Boquete seeking U.S. residency to end immigration limbo
BY ALFONSO CHARDY
achardy@MiamiHerald.com
Orlando Boquete, a Mariel refugee erroneously convicted of sexual assault and threatened with deportation to Cuba, is now trying to become a permanent U.S. resident, which would make him eligible for citizenship.
A Miami attorney who represents Boquete, a Cudjoe Key resident, has filed papers with a Department of Homeland Security immigration agency and is hopeful his client will eventually receive a green card.
If the effort succeeds, it would end Boquete's immigration limbo. As long as he remains deportable, Boquete cannot travel abroad, get a green card or citizenship, and could find himself on a deportation flight to Cuba if relations with Havana were normalized.
Though Cuba deportations are currently limited to special cases, the advent of President Barack Obama's efforts to cool tensions with Havana have spurred thousands of deportable Cubans to shield themselves legally against removal.

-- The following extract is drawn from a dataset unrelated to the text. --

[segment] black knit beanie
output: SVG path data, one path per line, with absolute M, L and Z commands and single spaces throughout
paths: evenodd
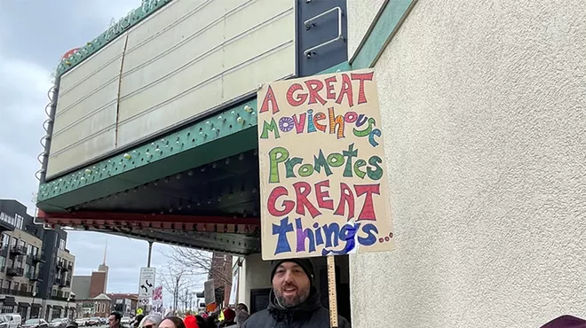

``I am optimistic, because I believe Immigration will show compassion toward me and will afford me the opportunity to become a permanent resident and be able to organize my life better,'' Boquete told El Nuevo Herald on Wednesday.
Tal Winer, Boquete's attorney at Miami-based Florida Immigrant Advocacy Center, began the green card process this past weekend.
Winer sent to U.S. Citizenship and Immigration Services by overnight mail two separate applications designed to help his client regularize his status.
The applications include a request for permanent residence under the Cuban Adjustment Act and a request for a waiver of the grounds under which Boquete could be deported. Those include convictions for crimes he allegedly committed after escaping from prison where he was doing time for the sexual assault conviction.
Winer's package included a letter on Boquete's behalf signed by former U.S. Attorney General Janet Reno.
``While no official action can give him back those years, allowing him to earn a living and rebuild his life in his adopted country as a permanent resident without facing continued uncertainty about the risk that he will be deported, is an important step,'' Reno wrote.
Winer said he expects U.S. Citizenship and Immigration Services to take several months to decide Boquete's case.
The case hit the headlines in 2006 when DNA exonerated Boquete of the 1983 sexual assault conviction. He was freed with the help of the Innocence Project -- only to be detained again by immigration authorities.
He was eventually freed from Krome detention center after his lawyers struck a deal with federal officials that deferred deportation and required periodic reporting to Immigration and Customs Enforcement.